The breakthrough stems from marrying single‑walled carbon nanotubes (SWCNTs) with boron nitride nanotubes (BNNTs). SWCNTs form conductive pathways that absorb and dissipate high‑frequency electromagnetic waves, while BNNTs introduce boron atoms that capture fast neutrons. Researchers dispersed both nanotube types, filtered them into 10‑20 µm hybrid films, and then infused the network into a polydimethylsiloxane (PDMS) elastomer. Direct‑ink‑writing printed the composite into stretchable lattices, preserving an EMI shielding effectiveness of up to 23 dB at sub‑millimeter thicknesses and achieving a neutron attenuation coefficient of 1.27 mm⁻¹—equivalent to 72 % reduction at 1 mm.

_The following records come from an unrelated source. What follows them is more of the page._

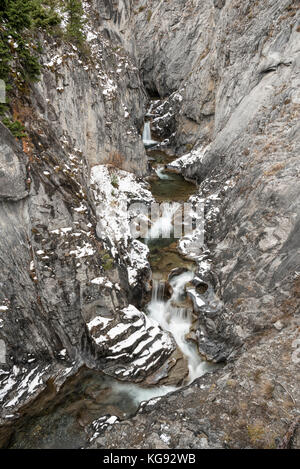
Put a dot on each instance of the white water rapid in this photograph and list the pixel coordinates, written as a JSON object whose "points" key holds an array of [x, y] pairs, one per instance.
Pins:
{"points": [[175, 316], [147, 140]]}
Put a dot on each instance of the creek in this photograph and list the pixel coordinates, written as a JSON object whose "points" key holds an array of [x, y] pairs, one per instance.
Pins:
{"points": [[58, 420]]}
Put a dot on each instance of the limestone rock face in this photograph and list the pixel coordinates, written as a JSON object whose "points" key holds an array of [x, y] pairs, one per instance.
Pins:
{"points": [[236, 68], [225, 76]]}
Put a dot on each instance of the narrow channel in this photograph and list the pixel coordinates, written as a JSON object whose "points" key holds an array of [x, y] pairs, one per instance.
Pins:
{"points": [[59, 420]]}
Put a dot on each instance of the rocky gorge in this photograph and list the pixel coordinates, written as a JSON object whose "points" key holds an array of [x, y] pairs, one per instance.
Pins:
{"points": [[81, 343]]}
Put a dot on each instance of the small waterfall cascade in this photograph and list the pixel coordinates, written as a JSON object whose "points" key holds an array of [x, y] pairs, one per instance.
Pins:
{"points": [[147, 140], [175, 316]]}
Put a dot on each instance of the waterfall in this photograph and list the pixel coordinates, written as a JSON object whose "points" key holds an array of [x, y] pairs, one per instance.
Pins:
{"points": [[160, 173], [163, 225], [147, 140], [176, 317]]}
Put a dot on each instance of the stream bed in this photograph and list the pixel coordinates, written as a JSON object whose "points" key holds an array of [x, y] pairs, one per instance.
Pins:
{"points": [[59, 421]]}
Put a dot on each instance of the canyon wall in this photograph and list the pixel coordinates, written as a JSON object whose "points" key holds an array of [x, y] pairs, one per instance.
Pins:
{"points": [[226, 74]]}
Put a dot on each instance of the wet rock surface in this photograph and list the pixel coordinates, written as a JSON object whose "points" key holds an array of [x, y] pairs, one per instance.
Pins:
{"points": [[226, 79]]}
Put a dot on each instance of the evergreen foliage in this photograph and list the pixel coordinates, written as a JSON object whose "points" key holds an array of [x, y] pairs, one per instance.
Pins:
{"points": [[75, 21]]}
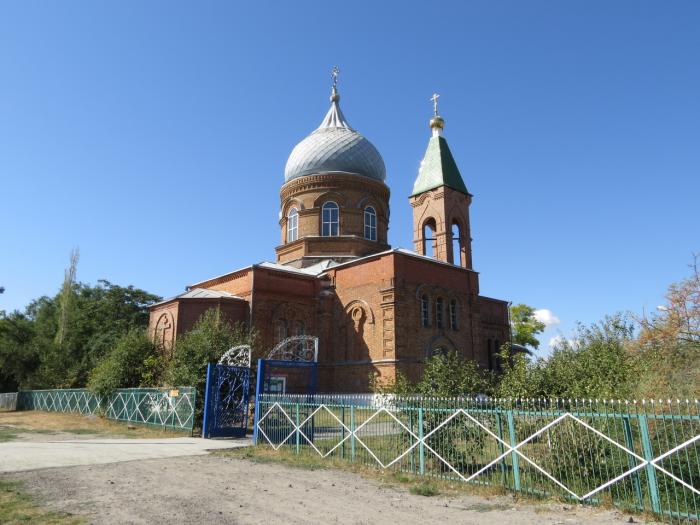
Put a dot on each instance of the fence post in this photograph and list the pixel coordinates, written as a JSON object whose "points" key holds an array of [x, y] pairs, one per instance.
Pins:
{"points": [[205, 420], [342, 418], [629, 441], [421, 445], [352, 429], [258, 391], [651, 471], [514, 455], [296, 424], [502, 447]]}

The implications for industry are immediate. Spacecraft can now protect sensitive avionics without the penalty of bulky aluminum skins, while nuclear‑facility instrumentation gains resilience against both radiation types in a form that tolerates thermal cycling from –196 °C to 250 °C. Defense platforms benefit from additively manufactured, geometry‑tuned shields that conform to irregular surfaces. As additive manufacturing scales and nanotube production costs fall, this dual‑function composite is poised to become a cornerstone of next‑generation, lightweight radiation‑hard electronics.